I think the solution is a Dynamic Markdown.

#### An adjustable number ####
I would walk [500 miles]{walk_distance: 100..1000 by 10}.  
And I would walk [500]{second_walk} more.
@second_walk = @walk_distance * 3

The syntax on the left will be familiar to anyone who's used Markdown, with some new additions. That syntax has been processed in-browser to render the corresponding HTML and JavaScript on the right (feel free to check the site source or open the JavaScript console to see it in action!).

The project is up on GitHub and currently supports a subset of the elements in Tangle; I'll update this post as I add syntax for new elements (including D3 templates for declaratively describing interactive charts).

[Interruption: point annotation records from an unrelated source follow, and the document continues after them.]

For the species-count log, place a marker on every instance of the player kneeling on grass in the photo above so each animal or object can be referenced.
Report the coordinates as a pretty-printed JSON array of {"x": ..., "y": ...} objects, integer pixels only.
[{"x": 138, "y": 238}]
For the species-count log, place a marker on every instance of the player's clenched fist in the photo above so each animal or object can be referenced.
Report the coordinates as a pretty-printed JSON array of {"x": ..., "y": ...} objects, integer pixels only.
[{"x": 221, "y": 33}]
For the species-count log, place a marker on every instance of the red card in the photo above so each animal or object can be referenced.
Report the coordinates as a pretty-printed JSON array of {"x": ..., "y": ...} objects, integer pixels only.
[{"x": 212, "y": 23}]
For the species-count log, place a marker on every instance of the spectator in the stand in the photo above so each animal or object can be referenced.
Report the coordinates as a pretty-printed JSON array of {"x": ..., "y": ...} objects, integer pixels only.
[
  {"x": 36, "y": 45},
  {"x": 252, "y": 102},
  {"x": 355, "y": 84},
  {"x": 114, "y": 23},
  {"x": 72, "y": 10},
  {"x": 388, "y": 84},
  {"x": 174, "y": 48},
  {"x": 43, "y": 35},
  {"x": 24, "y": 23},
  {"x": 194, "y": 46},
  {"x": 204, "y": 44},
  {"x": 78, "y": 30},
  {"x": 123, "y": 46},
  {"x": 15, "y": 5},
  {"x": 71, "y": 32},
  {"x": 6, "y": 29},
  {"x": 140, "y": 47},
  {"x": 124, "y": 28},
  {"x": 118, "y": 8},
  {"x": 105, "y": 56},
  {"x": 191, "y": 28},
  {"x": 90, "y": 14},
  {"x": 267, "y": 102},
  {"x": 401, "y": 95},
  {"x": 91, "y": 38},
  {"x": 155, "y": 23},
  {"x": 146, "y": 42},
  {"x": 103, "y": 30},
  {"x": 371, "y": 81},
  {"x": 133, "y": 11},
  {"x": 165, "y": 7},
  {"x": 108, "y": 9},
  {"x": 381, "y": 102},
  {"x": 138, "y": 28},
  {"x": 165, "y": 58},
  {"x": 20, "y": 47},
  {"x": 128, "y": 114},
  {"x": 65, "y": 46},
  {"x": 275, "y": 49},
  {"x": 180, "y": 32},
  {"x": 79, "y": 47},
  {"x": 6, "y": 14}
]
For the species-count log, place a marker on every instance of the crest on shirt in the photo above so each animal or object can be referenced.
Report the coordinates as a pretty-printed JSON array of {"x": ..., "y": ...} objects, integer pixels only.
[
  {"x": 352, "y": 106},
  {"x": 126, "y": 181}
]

I'll conclude with this thought: when reading a document that includes any type of data analysis, we're only getting that author's perspective (often limited for space considerations) rather than the full suite of answers made possible with the model and data. Allowing readers to both a) explore what evidence an author is using to support her argument and b) understand how that underlying model actually works can be challenging to do concisely with static text and graphics. But I think it's much more likely to happen when not only an embedded data visualization but the document text itself reacts to a reader's questions and points of view. Let's make it so.